>I’m establishing connections in the writing world. It’s taken five years, although I suppose that’s not that long if you think about it. But now I have a lovely writing partner, the Italian-born and Grammar-fiend Gio who lives in Paris, and together we have created two fantastic stories, which will hopefully find homes very soon, as there are more on the back burner of our collaborative stovetop. Then there is Fantasy Magazine, where I read slush submissions and yay or nay the hopes and dreams of young and established writers alike. At least that’s how it felt initially – five months later, it’s not so difficult anymore. After all, I’ve had 37 rejections total on my nine short stories, two of which have now been accepted, and two of which will never again see the light of day again – and five to rewrite. (I won’t get started on the hundreds of rejections on my three books.

I have always loved short stories. The first collections I can remember reading were the L.M. Montgomery ones: Chronicles of Avonlea, Furthur Chronicles of Avonlea, but my favorites were Along the Shore and Among the Shadows – which perhaps foreshadowed my eventual love for the eclectic world of genre writing. In the former, strange sea creatures turned into dangerous woman, pulling the man below turbulent waters. In the latter, lonely, translucent women caused men to fall more deeply entranced than ever before. Oh, common themes. But like I wrote a few days back, short stories require less of a committment from a reader. I never had a problem with committing to a book, but you can cram more short stories – ie: more life-changing and unique experiences – in the same amount of time as a few potentially dull (non-life changing) chapters of a book (that may overall be a satisfying read). It’s like sitting down with a song-cycle, instead of an entire opera. Not necessarily more bang for your buck, but bang for your shorter buck, or more tiny bangs for the same larger buck.
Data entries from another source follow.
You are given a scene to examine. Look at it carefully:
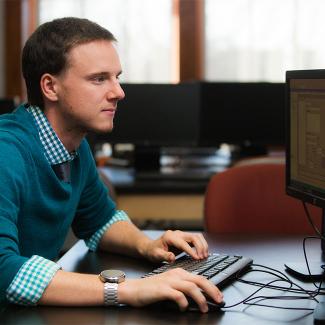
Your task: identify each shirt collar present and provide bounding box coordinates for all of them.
[26,106,78,165]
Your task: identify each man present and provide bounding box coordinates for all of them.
[0,18,222,312]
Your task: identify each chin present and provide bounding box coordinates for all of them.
[92,125,113,134]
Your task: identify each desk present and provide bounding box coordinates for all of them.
[0,231,320,325]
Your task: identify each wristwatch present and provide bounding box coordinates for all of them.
[99,270,125,306]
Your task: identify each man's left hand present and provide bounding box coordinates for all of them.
[143,230,208,263]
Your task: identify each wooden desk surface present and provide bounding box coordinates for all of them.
[0,231,321,325]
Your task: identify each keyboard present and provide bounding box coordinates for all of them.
[142,253,253,287]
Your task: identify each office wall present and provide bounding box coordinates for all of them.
[0,1,5,97]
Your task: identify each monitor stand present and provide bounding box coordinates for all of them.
[284,209,325,281]
[134,146,160,173]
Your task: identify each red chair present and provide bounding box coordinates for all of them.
[204,163,321,235]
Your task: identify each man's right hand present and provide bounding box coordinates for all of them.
[118,268,223,313]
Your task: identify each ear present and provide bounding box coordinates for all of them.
[40,73,58,102]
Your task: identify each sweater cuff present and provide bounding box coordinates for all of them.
[85,210,130,252]
[6,255,61,306]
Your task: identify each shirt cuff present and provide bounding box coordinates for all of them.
[6,255,61,306]
[85,210,130,252]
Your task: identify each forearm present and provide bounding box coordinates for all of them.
[99,221,152,257]
[39,271,104,306]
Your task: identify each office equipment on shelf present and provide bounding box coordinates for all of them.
[143,253,253,287]
[90,81,284,176]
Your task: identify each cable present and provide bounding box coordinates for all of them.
[302,201,325,240]
[223,264,318,311]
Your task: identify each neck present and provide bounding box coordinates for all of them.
[44,108,86,152]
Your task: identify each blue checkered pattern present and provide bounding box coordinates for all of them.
[6,255,60,306]
[27,106,77,165]
[85,210,130,251]
[6,106,130,306]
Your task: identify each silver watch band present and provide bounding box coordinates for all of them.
[104,282,118,306]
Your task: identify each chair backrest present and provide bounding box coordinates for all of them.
[204,164,322,235]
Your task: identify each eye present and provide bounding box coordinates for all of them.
[92,76,106,83]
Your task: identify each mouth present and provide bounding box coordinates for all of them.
[102,108,116,116]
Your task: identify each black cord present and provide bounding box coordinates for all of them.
[302,201,325,240]
[223,264,318,310]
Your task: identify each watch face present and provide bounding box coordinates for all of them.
[99,270,125,283]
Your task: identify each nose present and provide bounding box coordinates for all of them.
[107,82,125,101]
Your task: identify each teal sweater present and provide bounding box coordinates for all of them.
[0,106,115,305]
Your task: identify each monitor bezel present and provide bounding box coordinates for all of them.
[285,69,325,208]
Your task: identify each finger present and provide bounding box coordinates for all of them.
[173,232,208,259]
[191,274,223,303]
[168,289,188,311]
[198,233,209,258]
[176,281,209,313]
[153,248,176,263]
[162,231,199,259]
[186,234,206,259]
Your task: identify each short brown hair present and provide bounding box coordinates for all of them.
[22,17,116,109]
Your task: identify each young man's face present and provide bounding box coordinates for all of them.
[52,40,124,133]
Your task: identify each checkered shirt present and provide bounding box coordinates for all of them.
[6,106,130,306]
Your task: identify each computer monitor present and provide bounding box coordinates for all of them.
[96,82,200,170]
[286,70,325,274]
[0,98,15,114]
[200,82,285,154]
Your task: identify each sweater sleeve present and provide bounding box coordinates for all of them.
[72,141,116,239]
[6,255,60,306]
[0,134,48,304]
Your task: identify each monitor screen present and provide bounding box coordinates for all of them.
[200,82,285,146]
[97,83,199,146]
[286,70,325,208]
[0,98,15,114]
In the last few years, I have collected nearly every SF & Fantasy anthology that was published, at least the reputable ones compiled by the reputable editors. I prefer anthologies over subscribing to the genre magazines (where most stories originally appear) because magazines can be hit or miss. Anthologies have to compile the best, or the book won’t sell. Simple.

A paragraph like that, along with a few examples of whose editing I preferred and why, along with a few authors that I greatly admired, got me the slush job at Fantasy Magazine, and as of yesterday, another slush reading job at LightSpeed, the new SF imprint of FM. Best of all, LightSpeed is edited by John Joseph Adams, whose anthologies I greatly admire more than any others out there. Of course I put that in my original application email to FM, which was forwarded to Mr. Adams, so now he knows how I feel about his anthologies. 🙂 Maybe that’s why he gave me the job.

Here’s my point: I started reading some of the submissions yesterday. The first was a beautifully written story, the lyrical tone reminding me of (my) John’s narrative style, by a well-known Australian SF author with 4 books under his belt. But the story wasn’t enough. It was too slow to start; nothing happened until page 5. There was too much meandering, too much fat and gristle around the lovely sculpted curves of dialogue. I believe it might have been another writing pal, Steve Chapman, who told me that one of my shorts, maybe “Children Dumpling Soup,” was too long for what it was. Not a life-changing epic story. Fun, maybe, but for what it was, what it claimed to be, it was 1,000 words + too long. So was this submission I was reading – only it was maybe 2k words too long, which left it tasting like watery soup, although somewhat savory. And then the ending – no big deal. Nothing that moving, nothing that made me want to look up this man’s books, nothing that made any sort of imprint on my mind. I gave it a 6.5 out of 10, since JJA likes a scale. I was nice. It was really a 4 out of 10, the scale being comprised of writing that’s not only nit-free, but written coherently.

Then today, I read another submission by a woman with no credits, although she’s attended a few writing seminars. Clever, hooky, so much so that I was desperate to figure out where she was going with it all. The world faded away as I read. But after eight pages or so, she didn’t do anything with the hooks she’d created. She didn’t wedge them in deeper, she didn’t unfold layer after layer of detail around the meaty points, she didn’t insert turning points that would jerk the character around – and the reader – like a hooked fish. Instead, she let them fall to the wayside, and the main character brushed off potential drama-filled moments with passivity. ‘She felt ____’. She hated that ___ made her feel ____.’ That’s when I started to skim, which we have the leeway to do when the story drags.

I wrote up my summary. One of the best things about writing SF is that sometimes you get to create your own world, and your own rules for the world. Granted, it’s a lot of work, as Gio and I have experienced with “A Rose for the Nomad.” There’s no shortage of loose ends. But I don’t get to tell this author not to give up on this short, not to take the rejection personally. She achieved something that the established author of the previous story didn’t – she captivated me. The story set such high goals that she didn’t follow through on, not in this draft. But with a lot of work, she could make it sellable, publishable, thrillable. I want her to make it work, because I’d love to read it at its full potential – it would surely be one of those eyes-glazed-over reads.

But instead, I can only click ‘reject,’ and hope that she will see that eventually. In the meantime, I’ll brainstorm how to make those five of mine work.